Das ist, was Gudrun Wacker in ihrem letzten  SWP Beitrag

http://www.swp-berlin.org/de/publikationen/kurz-gesagt/deutsche-china-politik-doppelte-einbettung-gebraucht.html

und ehemals Kay Möller  der deutschen Außenpolitik verständlich machen wollen, abstrakt unter dem Titel “der regionale Aspekt chinesischer Außenpolitik”. Zumindestens bereitet die Körberstiftung einmal in Workshops und Symposien gedanklich vor, welche Position Deutschland und/oder die EU in einem solchen Falle eines Konfltiktes China/Japan-USA–Senkaku/Diaoyu-Inseln denn einnehmen sollte?
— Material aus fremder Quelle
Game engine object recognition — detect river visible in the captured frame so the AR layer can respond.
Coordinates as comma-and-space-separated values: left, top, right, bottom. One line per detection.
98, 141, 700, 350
Prowestlich, neutral oder prochinesisch? Mich stört an den Globalsierungstheoretikern, die an Wandel durch Handel glauben, dass Sie eben diese militärischen Optionen leugnen, wie auch Gudrun Wacker (und früher auch Kay Möller) die Beachtung der „regionalen Dimension“ der chinesischen Sicherheits- und Außenpolitik in der deutschen Außenpolitik einmahnen müssen.Die USA bereiten sich gedanklich schon auf eine Auseinandersetzung mit China vor, Europa und Deutschland ist zu sehr mit der Ukrainekrise, dem Flüchtlingsdrama und dem IS beschäftigt, als dass es sich bisher auf die Auswirkungen eines militärischen Konflikts zwischen den USA und China im Südchinesischen Meer politisch einstellt.Die Welt ist schon in Konfusion, warum sich da noch mit anderen Konflikten beschäftigen.